A properly setup ethernet network will always outperform the coax network.

How busy the router is will have no bearing on performance for the ethernet network for local connections, such as DVR-DVR, as that traffic would be entirely contained by the switches on the network (and in a lot of installations like my home network, DVR-DVR traffic never even reaches the router, as I only use the switch in my router to connect to my main switch at home).

That said, there is benefit to keeping it separated to the coax network in that it is easier to maintain supported by DirecTV, but that is not inherent to the technology itself.


----------



## Laxguy (Dec 2, 2010)

meballard said:


> A properly setup ethernet network will always outperform the coax network.
> 
> How busy the router is will have no bearing on performance for the ethernet network for local connections, such as DVR-DVR, as that traffic would be entirely contained by the switches on the network (and in a lot of installations like my home network, DVR-DVR traffic never even reaches the router, as I only use the switch in my router to connect to my main switch at home).
> 
> That said, there is benefit to keeping it separated to the coax network in that it is easier to maintain supported by DirecTV, but that is not inherent to the technology itself.


In what way do you believe "a properly setup ethernet network will always outperform the coax network?"


----------



## meballard (Nov 14, 2008)

Laxguy said:


> In what way do you believe "a properly setup ethernet network will always outperform the coax network?"


Ethernet, when setup properly, has dramatically more bandwidth available to it, and is a mature, stable technology.

For reference, there is a thread comparing them here in terms of performance:
http://www.dbstalk.com/showthread.php?t=169982

Note that I'm not saying that going Ethernet is better on a practical basis for most people, just commenting on the technology itself.


----------



## Laxguy (Dec 2, 2010)

meballard said:


> Ethernet, when setup properly, has dramatically more bandwidth available to it, and is a mature, stable technology.
> 
> For reference, there is a thread comparing them here in terms of performance:
> http://www.dbstalk.com/showthread.php?t=169982
> ...


That thread is three years old! 
The technology of DECA has been rock solid for me, and I'd classify it as mature and stable, though not around as long as ethernet. I am aware that my one point of data (plus the related experiences of many others here) isn't a scientific test.

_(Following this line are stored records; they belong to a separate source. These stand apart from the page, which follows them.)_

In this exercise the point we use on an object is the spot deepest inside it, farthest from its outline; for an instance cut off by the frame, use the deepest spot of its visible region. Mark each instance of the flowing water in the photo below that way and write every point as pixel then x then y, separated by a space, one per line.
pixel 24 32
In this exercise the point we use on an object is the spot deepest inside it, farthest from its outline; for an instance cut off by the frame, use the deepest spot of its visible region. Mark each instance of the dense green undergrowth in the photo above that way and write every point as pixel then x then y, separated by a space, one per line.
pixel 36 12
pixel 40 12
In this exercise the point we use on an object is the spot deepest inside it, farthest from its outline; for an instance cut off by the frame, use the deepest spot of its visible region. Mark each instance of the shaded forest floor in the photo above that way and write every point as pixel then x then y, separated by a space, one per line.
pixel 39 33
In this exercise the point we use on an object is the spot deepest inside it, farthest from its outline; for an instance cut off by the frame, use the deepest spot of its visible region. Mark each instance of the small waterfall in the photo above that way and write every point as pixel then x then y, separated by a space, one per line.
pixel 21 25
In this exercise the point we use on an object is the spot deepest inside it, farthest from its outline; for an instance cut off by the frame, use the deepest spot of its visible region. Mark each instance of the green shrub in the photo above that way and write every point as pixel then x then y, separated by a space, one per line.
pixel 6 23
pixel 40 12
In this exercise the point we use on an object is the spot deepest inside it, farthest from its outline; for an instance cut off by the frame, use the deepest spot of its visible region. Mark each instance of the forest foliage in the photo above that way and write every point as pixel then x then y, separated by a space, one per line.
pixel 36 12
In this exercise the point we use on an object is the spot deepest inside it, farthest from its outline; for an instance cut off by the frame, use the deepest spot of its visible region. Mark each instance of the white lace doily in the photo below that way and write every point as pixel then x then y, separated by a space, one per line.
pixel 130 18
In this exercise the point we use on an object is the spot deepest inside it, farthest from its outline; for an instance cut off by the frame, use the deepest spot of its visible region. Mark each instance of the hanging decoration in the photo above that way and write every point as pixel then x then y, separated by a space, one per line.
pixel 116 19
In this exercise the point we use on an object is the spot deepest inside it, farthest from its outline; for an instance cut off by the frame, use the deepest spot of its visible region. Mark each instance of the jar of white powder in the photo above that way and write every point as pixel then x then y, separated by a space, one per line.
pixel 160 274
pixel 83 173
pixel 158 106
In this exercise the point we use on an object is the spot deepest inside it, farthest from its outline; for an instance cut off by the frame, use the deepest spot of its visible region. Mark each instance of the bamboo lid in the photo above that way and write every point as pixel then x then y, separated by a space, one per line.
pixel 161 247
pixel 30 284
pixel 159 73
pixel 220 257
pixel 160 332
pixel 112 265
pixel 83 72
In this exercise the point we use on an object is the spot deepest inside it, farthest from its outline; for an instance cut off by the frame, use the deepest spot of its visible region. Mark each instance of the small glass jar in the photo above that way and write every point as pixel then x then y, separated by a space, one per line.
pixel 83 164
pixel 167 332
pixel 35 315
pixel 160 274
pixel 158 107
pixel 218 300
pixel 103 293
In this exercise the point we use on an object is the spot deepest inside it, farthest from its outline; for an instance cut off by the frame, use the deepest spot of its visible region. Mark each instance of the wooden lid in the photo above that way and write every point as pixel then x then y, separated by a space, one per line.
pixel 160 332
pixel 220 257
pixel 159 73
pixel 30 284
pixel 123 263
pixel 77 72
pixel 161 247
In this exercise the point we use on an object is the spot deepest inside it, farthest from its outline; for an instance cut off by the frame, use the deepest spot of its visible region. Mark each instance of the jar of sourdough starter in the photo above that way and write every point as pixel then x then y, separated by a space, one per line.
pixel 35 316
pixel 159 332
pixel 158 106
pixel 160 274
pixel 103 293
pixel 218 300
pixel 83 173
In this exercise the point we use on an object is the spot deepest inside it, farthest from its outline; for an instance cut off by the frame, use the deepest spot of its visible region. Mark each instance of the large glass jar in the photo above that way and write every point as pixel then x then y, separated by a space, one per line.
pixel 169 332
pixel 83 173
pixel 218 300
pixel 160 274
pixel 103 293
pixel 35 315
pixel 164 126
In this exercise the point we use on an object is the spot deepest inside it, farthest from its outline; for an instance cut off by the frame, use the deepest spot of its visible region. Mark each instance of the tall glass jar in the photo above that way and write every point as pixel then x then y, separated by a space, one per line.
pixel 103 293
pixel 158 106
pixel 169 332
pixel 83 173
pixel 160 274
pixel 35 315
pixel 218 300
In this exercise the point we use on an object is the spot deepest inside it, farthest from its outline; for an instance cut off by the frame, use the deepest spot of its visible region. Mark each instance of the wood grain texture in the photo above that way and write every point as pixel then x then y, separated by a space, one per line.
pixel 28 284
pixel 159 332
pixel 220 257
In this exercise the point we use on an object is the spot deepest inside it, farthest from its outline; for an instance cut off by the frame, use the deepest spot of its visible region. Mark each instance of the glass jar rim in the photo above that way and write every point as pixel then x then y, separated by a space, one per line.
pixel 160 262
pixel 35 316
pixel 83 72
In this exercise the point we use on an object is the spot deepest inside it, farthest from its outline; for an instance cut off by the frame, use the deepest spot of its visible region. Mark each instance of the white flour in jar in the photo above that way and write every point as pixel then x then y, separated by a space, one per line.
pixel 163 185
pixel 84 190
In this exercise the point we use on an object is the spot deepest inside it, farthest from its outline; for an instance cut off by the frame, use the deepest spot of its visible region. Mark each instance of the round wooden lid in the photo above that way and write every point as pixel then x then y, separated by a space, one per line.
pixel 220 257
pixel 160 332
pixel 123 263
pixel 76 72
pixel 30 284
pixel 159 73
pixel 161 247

The size of any pipeline is irrelevant as long as the existing one is big enough to pass along what it needs to without interruption.

I'd further posit that DECA for whole home is much better for "most people".


----------



## veryoldschool (Dec 10, 2006)

Laxguy said:


> In what way do you believe "a properly setup ethernet network will always outperform the coax network?"


Sometimes it just isn't worth pushing back, and it doesn't matter what you use.
MoCa by design has parts that optimize it over ethernet, for the use that it's planned for.

Ethernet can "only be as good", but not "better" than MoCa, but ethernet can be "better" for what it was designed for.

I've had people that know networking much better than I explain the upside of MoCa over ethernet for video streaming, but there are still those holding on to their ethernet and won't let it go until it's pried out of their cold dead hands. :lol:


----------



## meballard (Nov 14, 2008)

Laxguy said:


> That thread is three years old!


So, the technology in use hasn't changed, so the thread is still valid.


> I'd further posit that DECA for whole home is much better for "most people".


I never said it wasn't, I never said Ethernet is better for the purpose of video streaming between DirecTV boxes, nor is MoCA/DECA inherently better, but I do make reference that it may be better for a lot of people.


> I've had people that know networking much better than I explain the upside of MoCa over ethernet for video streaming, but there are still those holding on to their ethernet and won't let it go until it's pried out of their cold dead hands.


They're probably referring to the prioritization features built into MoCA/DECA, and if you get anywhere to approaching the capacity of a network, that is important, mind you Ethernet can support that as well, but it is harder to configure (and most home network don't support it).

Mind you from the flip side, if the network is setup properly with more than enough bandwidth (which a Gigabit network would be true for almost all home setups), prioritization no longer has an effect.

Just to make it clear one more time, I'm not saying Ethernet is better for most people in practice, just making some comments on the base technology.


----------



## Diana C (Mar 30, 2007)

A "properly configured" DECA network has 100mb/sec of full duplex bandwidth. A high definition data stream from a DVR to a viewing location will use a maximum of 18mb/sec (and a MPEG-4 satellite stream will use well under 10). So, unless you exceed 5 simultaneous streams of full bandwidth MPEG-2 HD you will never approach the bandwidth limits of a DECA network. Of course, if you are only recording MPEG-4, you can get up to at least 10 simultaneous streams before you start approach the limit.

There may or may not be advantages to "traditional" 100mbit Ethernet versus DECA, but bandwidth is not one of them.

Plus, given the number of people I have helped with simple things like setting SSIDs, enabling wireless security or setting static IPs the greatest virtue of DECA is its ease of use.


----------



## Laxguy (Dec 2, 2010)

meballard said:


> So, the technology in use hasn't changed, so the thread is still valid.I never said it wasn't, I never said Ethernet is better for the purpose of video streaming between DirecTV boxes, nor is MoCA/DECA inherently better, but I do make reference that it may be better for a lot of people.They're probably referring to the prioritization features built into MoCA/DECA, and if you get anywhere to approaching the capacity of a network, that is important, mind you Ethernet can support that as well, but it is harder to configure (and most home network don't support it).
> 
> Mind you from the flip side, if the network is setup properly with more than enough bandwidth (which a Gigabit network would be true for almost all home setups), prioritization no longer has an effect.
> 
> Just to make it clear one more time, I'm not saying Ethernet is better for most people in practice, just making some comments on the base technology.


Well, you had me fooled when you stated:



> A properly setup ethernet network will always outperform the coax network.


It's clear you're versatile with ethernet, as are a lot of folk in the forum. But for the average user, and even those with a lot of networking experience, DECA has a lot of advantages.


----------



## i3rown (Sep 4, 2011)

The system is designed to transport the video across the coax without issue .. End of story .. If I was doing your movers and you demanded the use of Ethernet .. I wouldn't do the movers because of the risk of sin


----------